Electrochemical water oxidation using a copper complex

Abstract

Herein, we report the application of the mononuclear copper complex 1, [Cu^II(L)]²⁺, in electrochemical water oxidation catalysis (L = 1,3-bis(((1-methyl-1H-imidazol-2-yl)methyl)amino)propan-2-ol). The complex exhibits a N₄ donor set consisting of two amine and two imidazole units and a dangling OH unit in close proximity to the copper ion. 1 exhibits a moderate apparent rate constant k_cat of 0.12 s⁻¹ in catalysis and operates at an overpotential of 0.83 V. Detailed investigations allowed us to derive a mechanism for water oxidation.
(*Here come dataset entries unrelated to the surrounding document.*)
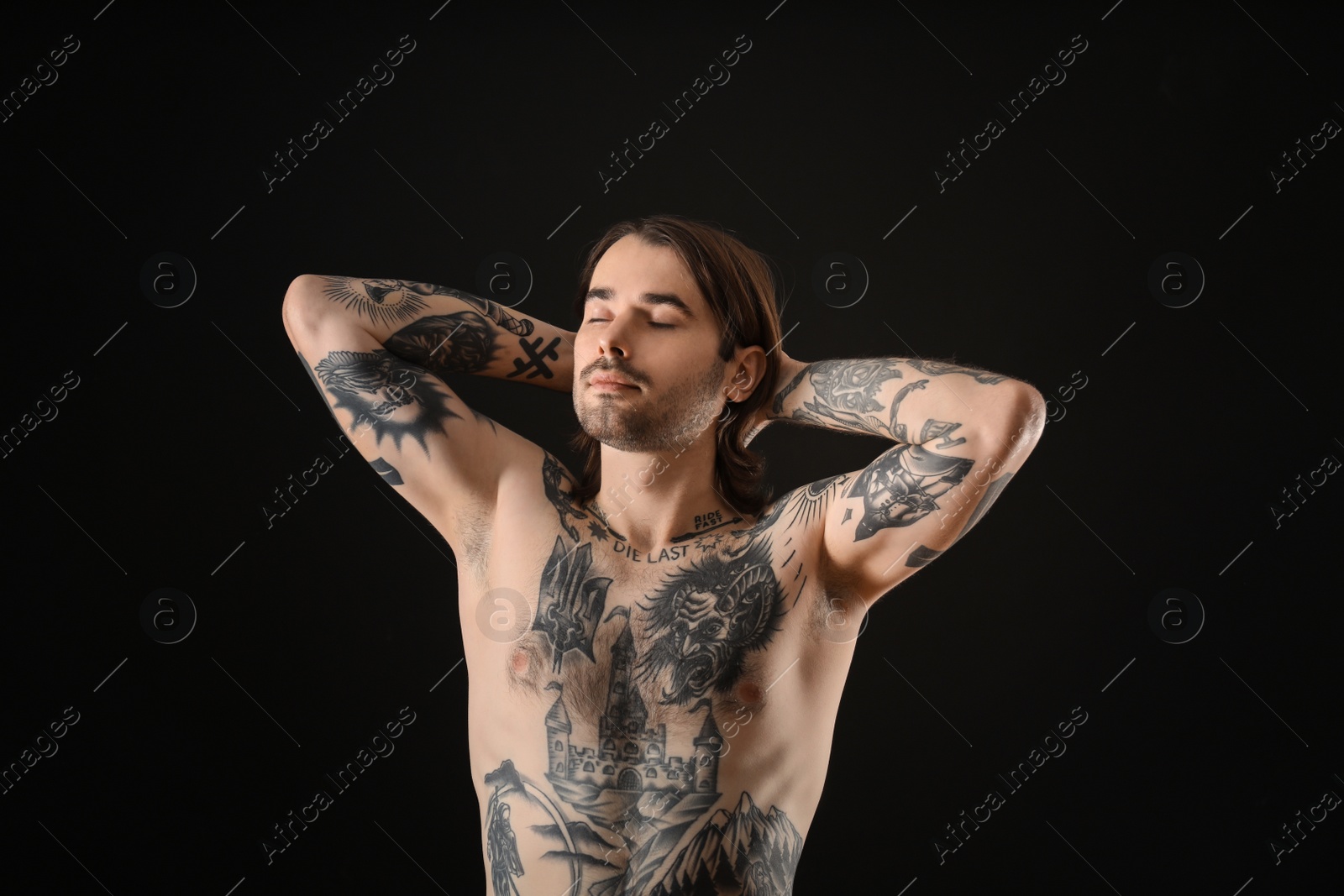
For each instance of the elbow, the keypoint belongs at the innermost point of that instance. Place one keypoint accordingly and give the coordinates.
(302, 298)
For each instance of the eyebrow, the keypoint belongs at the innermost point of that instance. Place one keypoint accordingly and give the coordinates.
(605, 295)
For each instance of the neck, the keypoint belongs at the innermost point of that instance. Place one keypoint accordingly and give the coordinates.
(660, 499)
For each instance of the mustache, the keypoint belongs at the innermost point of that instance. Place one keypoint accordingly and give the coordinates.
(612, 369)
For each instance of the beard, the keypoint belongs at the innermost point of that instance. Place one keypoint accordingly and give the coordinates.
(644, 423)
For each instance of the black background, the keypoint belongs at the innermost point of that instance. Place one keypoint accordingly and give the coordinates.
(1160, 473)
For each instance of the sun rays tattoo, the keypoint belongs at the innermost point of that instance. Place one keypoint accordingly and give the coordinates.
(385, 392)
(810, 501)
(386, 301)
(703, 621)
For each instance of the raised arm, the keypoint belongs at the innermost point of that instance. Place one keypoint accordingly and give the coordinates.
(447, 331)
(961, 434)
(380, 352)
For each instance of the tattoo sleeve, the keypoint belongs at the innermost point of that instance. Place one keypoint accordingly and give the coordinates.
(448, 331)
(907, 401)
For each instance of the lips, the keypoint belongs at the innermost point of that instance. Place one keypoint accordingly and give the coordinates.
(608, 379)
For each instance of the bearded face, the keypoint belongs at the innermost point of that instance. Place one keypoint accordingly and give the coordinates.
(705, 620)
The catalysis proceeds only under basic conditions, where [Cu^II(L)(OH)]⁺, 1H₋₁, is the main solution species, which indicates that a negatively charged ligand is necessary to drive the catalysis. Initial oxidation of 1H₋₁ is coupled to proton loss forming a copper(III) species and further oxidation initiates oxygen evolution. Initial oxidation of 1 under neutral, i.e. non-catalytic, conditions is pH independent, highlighting the importance of PCET steps during catalysis. We collected reasonable evidence that catalysis proceeds via a water nucleophilic attack mechanism. The electrolyte presumably acts as a proton acceptor in catalysis as the onset potential depends on the buffer employed.